Kernel stack watchdog traces

Each Kudu server process has a background thread called the Stack Watchdog, which monitors other threads in the server in case they are blocked for longer-than-expected periods of time. These traces can indicate operating system issues or bottle-necked storage.

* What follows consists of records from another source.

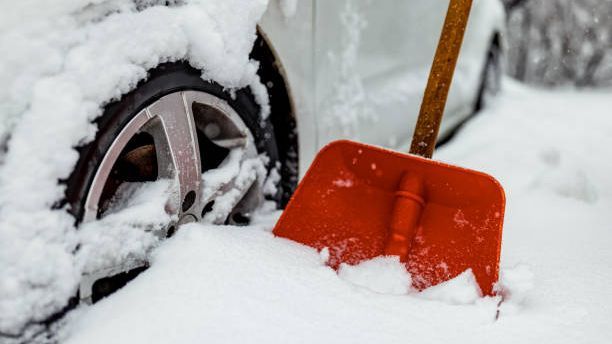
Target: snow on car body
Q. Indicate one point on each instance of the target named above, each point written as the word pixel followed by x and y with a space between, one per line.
pixel 351 67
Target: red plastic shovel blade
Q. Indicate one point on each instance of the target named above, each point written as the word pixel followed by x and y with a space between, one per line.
pixel 351 203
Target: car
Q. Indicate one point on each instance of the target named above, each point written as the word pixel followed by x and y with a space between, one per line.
pixel 324 70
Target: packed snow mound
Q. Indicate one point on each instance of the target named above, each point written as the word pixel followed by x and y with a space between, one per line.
pixel 460 290
pixel 67 59
pixel 223 284
pixel 386 275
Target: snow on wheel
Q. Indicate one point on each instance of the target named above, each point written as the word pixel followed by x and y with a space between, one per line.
pixel 210 148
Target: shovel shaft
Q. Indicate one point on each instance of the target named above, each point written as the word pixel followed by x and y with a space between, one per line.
pixel 440 78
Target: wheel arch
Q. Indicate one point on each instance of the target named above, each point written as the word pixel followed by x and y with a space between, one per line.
pixel 282 111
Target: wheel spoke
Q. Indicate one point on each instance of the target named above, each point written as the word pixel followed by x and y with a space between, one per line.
pixel 178 153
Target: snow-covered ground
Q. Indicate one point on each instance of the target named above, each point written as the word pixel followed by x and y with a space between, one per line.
pixel 551 151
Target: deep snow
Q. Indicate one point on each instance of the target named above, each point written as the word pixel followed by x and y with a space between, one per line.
pixel 549 150
pixel 62 62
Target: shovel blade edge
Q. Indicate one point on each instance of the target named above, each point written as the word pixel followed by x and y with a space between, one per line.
pixel 345 203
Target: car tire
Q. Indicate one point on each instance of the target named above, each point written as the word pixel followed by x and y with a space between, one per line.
pixel 241 117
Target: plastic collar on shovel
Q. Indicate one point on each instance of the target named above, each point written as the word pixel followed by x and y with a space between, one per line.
pixel 361 201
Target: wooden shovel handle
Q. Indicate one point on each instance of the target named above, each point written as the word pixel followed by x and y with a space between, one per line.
pixel 440 78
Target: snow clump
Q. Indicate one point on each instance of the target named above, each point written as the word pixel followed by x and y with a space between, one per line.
pixel 67 60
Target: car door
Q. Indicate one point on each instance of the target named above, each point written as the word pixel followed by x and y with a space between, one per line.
pixel 372 58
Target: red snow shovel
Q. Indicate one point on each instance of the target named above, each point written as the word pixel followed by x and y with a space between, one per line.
pixel 360 201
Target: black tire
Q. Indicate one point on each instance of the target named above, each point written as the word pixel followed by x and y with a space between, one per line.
pixel 165 79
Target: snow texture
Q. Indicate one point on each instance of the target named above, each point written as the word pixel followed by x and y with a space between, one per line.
pixel 288 8
pixel 67 59
pixel 222 284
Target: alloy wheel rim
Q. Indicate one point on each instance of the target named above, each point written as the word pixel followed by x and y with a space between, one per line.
pixel 181 129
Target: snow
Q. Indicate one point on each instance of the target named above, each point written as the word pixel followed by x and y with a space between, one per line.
pixel 384 275
pixel 222 284
pixel 288 8
pixel 461 290
pixel 56 77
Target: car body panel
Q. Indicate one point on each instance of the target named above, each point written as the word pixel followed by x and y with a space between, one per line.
pixel 358 68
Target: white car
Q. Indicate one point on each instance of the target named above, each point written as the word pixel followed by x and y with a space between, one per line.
pixel 144 91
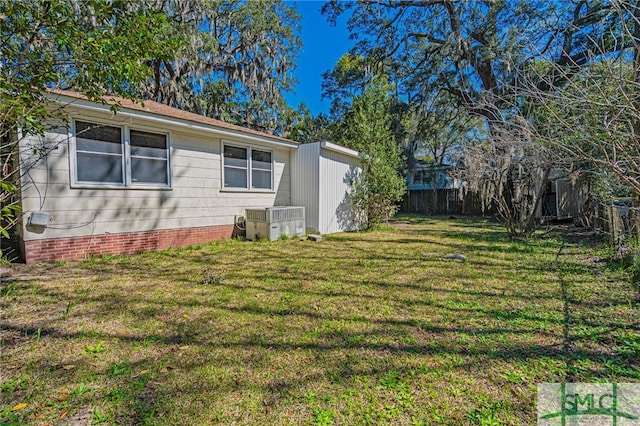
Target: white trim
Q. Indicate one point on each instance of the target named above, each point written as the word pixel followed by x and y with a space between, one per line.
pixel 340 149
pixel 178 122
pixel 126 154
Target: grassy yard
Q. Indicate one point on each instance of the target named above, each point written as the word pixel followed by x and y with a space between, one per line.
pixel 374 327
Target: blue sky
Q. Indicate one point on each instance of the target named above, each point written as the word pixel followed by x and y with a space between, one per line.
pixel 323 45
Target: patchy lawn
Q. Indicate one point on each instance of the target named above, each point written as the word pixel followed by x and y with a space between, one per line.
pixel 359 328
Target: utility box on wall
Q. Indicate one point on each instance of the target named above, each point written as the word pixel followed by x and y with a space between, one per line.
pixel 274 222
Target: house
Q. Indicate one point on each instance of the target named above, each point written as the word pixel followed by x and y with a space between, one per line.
pixel 426 177
pixel 152 177
pixel 432 189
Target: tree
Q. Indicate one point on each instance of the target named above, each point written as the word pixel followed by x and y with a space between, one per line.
pixel 93 46
pixel 308 128
pixel 591 116
pixel 367 129
pixel 472 50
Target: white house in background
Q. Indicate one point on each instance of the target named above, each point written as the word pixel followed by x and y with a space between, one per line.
pixel 152 177
pixel 321 175
pixel 427 177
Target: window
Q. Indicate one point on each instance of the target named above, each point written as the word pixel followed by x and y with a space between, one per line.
pixel 99 153
pixel 104 156
pixel 247 168
pixel 149 157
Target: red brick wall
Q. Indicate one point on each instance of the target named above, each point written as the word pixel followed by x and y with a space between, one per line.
pixel 76 248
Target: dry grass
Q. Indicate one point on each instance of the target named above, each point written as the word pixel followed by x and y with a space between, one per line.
pixel 359 328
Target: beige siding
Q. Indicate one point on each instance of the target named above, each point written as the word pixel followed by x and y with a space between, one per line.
pixel 195 199
pixel 336 173
pixel 305 183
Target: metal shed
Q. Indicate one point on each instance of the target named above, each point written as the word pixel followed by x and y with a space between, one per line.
pixel 321 175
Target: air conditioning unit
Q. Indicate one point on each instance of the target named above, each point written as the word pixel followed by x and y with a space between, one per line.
pixel 274 222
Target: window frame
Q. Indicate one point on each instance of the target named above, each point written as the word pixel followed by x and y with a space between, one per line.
pixel 126 157
pixel 249 187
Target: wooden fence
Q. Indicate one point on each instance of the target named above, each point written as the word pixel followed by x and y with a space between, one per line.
pixel 620 223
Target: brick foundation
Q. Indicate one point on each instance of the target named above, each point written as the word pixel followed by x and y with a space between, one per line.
pixel 76 248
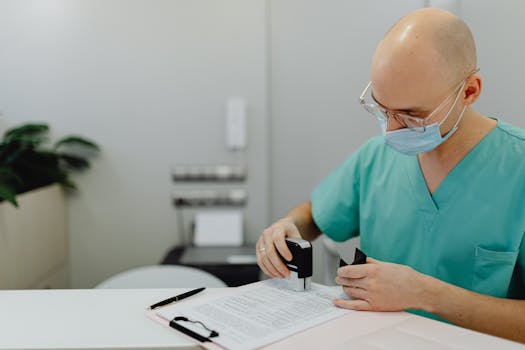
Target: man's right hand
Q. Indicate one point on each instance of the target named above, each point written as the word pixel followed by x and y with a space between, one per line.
pixel 272 243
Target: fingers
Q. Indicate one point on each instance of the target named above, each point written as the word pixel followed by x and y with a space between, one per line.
pixel 275 260
pixel 279 235
pixel 352 282
pixel 282 248
pixel 360 305
pixel 353 271
pixel 272 245
pixel 355 292
pixel 268 258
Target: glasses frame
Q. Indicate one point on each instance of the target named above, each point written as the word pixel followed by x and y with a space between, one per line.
pixel 406 120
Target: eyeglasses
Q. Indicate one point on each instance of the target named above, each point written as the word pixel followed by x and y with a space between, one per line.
pixel 406 120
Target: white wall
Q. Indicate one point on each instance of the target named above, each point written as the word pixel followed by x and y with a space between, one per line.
pixel 147 80
pixel 498 29
pixel 320 61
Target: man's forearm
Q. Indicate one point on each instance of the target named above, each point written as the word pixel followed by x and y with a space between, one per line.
pixel 303 219
pixel 500 317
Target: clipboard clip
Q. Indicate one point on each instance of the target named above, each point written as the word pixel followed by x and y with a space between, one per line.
pixel 189 332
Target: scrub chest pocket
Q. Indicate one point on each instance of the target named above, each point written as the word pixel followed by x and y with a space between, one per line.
pixel 493 271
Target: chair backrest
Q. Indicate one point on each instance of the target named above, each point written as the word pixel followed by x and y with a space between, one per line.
pixel 162 276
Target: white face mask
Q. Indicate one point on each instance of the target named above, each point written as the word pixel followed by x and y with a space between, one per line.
pixel 414 141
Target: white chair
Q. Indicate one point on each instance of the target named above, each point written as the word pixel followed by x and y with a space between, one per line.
pixel 162 276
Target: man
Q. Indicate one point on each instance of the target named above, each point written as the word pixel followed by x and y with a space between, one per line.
pixel 438 200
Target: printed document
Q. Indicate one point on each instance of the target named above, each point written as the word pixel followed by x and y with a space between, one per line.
pixel 258 314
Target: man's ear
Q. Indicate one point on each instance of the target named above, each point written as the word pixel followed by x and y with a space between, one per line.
pixel 472 89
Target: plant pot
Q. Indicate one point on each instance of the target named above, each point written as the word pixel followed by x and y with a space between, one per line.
pixel 34 240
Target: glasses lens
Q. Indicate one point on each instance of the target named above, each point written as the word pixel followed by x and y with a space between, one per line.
pixel 375 111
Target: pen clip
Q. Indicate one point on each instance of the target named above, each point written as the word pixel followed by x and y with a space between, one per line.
pixel 191 333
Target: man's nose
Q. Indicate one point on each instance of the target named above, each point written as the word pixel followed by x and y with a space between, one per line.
pixel 392 124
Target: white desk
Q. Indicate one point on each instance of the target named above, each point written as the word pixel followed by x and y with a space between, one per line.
pixel 116 319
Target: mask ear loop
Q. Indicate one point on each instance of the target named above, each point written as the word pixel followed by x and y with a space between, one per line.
pixel 454 128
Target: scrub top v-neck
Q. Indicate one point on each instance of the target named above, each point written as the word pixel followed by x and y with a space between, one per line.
pixel 468 233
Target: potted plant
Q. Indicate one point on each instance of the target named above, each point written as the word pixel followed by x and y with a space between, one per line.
pixel 33 213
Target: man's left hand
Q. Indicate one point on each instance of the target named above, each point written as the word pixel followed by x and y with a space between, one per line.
pixel 381 286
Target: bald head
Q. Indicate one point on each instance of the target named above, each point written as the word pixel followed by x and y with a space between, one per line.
pixel 428 45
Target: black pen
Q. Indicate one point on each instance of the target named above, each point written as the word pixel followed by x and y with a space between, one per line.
pixel 176 298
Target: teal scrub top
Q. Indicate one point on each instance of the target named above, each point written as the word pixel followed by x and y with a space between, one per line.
pixel 468 233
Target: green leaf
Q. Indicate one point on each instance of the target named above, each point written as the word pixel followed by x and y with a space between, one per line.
pixel 9 194
pixel 77 141
pixel 27 131
pixel 74 162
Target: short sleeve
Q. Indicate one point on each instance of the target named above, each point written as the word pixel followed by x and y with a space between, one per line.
pixel 335 201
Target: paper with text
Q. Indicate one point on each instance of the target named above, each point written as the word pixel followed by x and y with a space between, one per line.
pixel 259 314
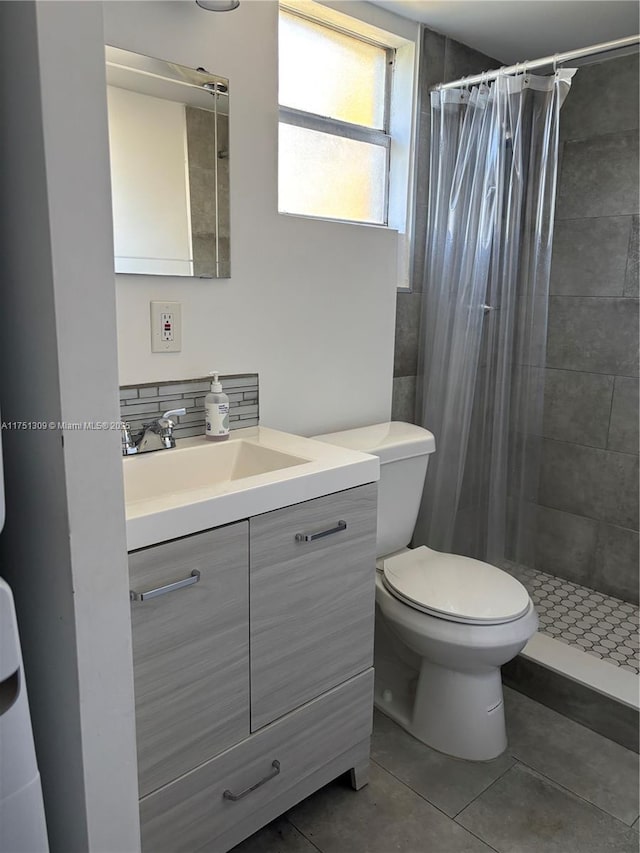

When the watchdog thread identifies a case of thread blockage, it logs an entry in the WARNING log as follows:

W0921 23:51:54.306350 10912 kernel_stack_watchdog.cc:111] Thread 10937 stuck at /data/kudu/consensus/log.cc:505 for 537ms:
Kernel stack:
[<ffffffffa00b209d>] do_get_write_access+0x29d/0x520 [jbd2]
[<ffffffffa00b2471>] jbd2_journal_get_write_access+0x31/0x50 [jbd2]
[<ffffffffa00fe6d8>] __ext4_journal_get_write_access+0x38/0x80 [ext4]
[<ffffffffa00d9b23>] ext4_reserve_inode_write+0x73/0xa0 [ext4]
[<ffffffffa00d9b9c>] ext4_mark_inode_dirty+0x4c/0x1d0 [ext4]
[<ffffffffa00d9e90>] ext4_dirty_inode+0x40/0x60 [ext4]
[<ffffffff811ac48b>] __mark_inode_dirty+0x3b/0x160
[<ffffffff8119c742>] file_update_time+0xf2/0x170
[<ffffffff8111c1e0>] __generic_file_aio_write+0x230/0x490
[<ffffffff8111c4c8>] generic_file_aio_write+0x88/0x100
[<ffffffffa00d3fb1>] ext4_file_write+0x61/0x1e0 [ext4]
[<ffffffff81180f5b>] do_sync_readv_writev+0xfb/0x140
[<ffffffff81181ee6>] do_readv_writev+0xd6/0x1f0
[<ffffffff81182046>] vfs_writev+0x46/0x60
[<ffffffff81182102>] sys_pwritev+0xa2/0xc0
[<ffffffff8100b072>] system_call_fastpath+0x16/0x1b
[<ffffffffffffffff>] 0xffffffffffffffff

User stack:
    @       0x3a1ace10c4  (unknown)
    @          0x1262103  (unknown)
    @          0x12622d4  (unknown)
    @          0x12603df  (unknown)
    @           0x8e7bfb  (unknown)
    @           0x8f478b  (unknown)
    @           0x8f55db  (unknown)
    @          0x12a7b6f  (unknown)
    @       0x3a1b007851  (unknown)
    @       0x3a1ace894d  (unknown)
    @              (nil)  (unknown)

These traces can be useful for diagnosing root-cause latency issues in Kudu especially when they are caused by underlying systems such as disk controllers or filesystems.